Vintage Life Magazine
- Former editors: Rae Egglestone
- Staff writers: Lisa Evans
- Categories: Fashion/ Lifestyle magazine
- Frequency: Monthly
- Publisher: Dragoon Publishing
- Founded: 2010
- Country: United Kingdom
- Language: English
- Website: www.vintagelifemagazine.com
- ISSN: 2052-8825

= Vintage Life =

British fashion and lifestyle magazine

Vintage Life is a British glossy fashion and lifestyle magazine, published by Dragoon Publishing, focusing on the 1920s–1970s. It was founded in 2010 by British entrepreneur Rae Egglestone. Issue 1 was launched digitally in April 2010 and a print version started from issue 2. Since then, the magazine has developed from a bi-monthly handbag-sized 72-page magazine to a glossy 148-page monthly publication available in WH Smith and Sainsbury's. From May 2015, Vintage Life has been stocked in London's Selfridges and Harrods stores.
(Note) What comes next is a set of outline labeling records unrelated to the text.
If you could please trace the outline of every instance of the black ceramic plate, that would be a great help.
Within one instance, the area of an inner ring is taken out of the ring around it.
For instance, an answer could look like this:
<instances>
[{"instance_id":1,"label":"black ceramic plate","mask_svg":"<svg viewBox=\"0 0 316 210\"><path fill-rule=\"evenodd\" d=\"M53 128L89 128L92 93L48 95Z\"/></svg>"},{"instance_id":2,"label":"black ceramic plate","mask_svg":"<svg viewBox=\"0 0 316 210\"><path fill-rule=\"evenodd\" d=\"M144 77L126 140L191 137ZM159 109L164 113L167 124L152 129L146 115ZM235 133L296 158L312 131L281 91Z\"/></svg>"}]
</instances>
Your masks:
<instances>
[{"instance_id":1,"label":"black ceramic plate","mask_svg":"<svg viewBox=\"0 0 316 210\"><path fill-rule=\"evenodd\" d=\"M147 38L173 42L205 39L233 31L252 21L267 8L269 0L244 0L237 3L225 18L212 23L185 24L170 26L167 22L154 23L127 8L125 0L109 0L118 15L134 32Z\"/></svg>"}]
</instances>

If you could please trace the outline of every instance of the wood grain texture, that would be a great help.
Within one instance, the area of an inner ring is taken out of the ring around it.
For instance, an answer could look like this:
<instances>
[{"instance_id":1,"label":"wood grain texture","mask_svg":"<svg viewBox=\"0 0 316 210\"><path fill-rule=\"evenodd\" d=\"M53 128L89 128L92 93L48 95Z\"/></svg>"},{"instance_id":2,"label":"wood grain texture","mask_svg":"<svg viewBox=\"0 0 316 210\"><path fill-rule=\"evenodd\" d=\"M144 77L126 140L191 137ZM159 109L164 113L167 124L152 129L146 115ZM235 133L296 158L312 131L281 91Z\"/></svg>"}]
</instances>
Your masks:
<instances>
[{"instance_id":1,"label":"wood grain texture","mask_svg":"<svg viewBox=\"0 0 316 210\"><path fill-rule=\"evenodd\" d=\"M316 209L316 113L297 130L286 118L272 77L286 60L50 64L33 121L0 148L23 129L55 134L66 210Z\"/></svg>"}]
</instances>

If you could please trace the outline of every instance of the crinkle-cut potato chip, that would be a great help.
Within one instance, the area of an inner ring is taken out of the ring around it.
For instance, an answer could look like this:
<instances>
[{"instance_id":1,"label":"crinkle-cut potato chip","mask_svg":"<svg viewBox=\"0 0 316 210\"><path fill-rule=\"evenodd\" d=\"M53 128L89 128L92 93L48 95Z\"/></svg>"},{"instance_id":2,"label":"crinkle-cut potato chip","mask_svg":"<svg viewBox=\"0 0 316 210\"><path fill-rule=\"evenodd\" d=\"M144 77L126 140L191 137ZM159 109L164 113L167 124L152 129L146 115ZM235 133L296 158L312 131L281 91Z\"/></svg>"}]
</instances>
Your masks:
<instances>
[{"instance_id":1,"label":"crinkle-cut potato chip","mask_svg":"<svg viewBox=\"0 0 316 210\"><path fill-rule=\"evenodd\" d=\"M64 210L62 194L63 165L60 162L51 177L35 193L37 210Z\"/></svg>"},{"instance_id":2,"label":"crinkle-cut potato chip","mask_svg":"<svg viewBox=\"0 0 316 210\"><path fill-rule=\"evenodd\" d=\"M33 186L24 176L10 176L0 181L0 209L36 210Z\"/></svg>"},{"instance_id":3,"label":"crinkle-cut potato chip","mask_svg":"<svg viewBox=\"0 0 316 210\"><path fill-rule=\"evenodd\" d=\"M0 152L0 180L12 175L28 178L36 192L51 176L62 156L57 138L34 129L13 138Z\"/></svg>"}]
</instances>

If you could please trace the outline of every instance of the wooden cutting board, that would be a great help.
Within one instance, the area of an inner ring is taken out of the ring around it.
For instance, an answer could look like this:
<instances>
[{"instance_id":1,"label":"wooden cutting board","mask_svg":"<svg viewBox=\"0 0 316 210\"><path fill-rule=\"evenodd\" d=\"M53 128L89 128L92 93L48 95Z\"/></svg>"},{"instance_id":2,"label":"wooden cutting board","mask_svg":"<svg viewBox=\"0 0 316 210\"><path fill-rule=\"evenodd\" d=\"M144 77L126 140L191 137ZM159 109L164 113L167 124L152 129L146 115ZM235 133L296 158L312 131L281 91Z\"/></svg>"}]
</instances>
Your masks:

Vintage Life contains articles on a wide variety of vintage subjects, such as fashion and vintage clothing, hair and make-up tutorials, wellbeing issues, recipes, reviews and places and people of interest. Articles are contributed by a number of experts in their chosen field, including Green Goddess Diana Moran. The magazine also features singers, artists, films, theatre and TV with a vintage theme, including Paloma Faith, Dawn O'Porter, Imelda May, Downton Abbey, Mr Selfridge, Call The Midwife, Dita Von Teese and Caro Emerald.

The magazine is published by Dragoon Publishing Ltd, in Cheshire and is printed and distributed by Warners Midlands PLC.

==Previous Editor==
Rae Egglestone

==Achievements and awards==
Dragoon Publishing - Winners of the Network She Business of the Year award, 2015.

Rae Egglestone - shortlisted for the Network She Business Woman of the Year award.

Rae Egglestone - shortlisted for the North West Insiders Young Professionals Awards Young Marketing and Media Professional.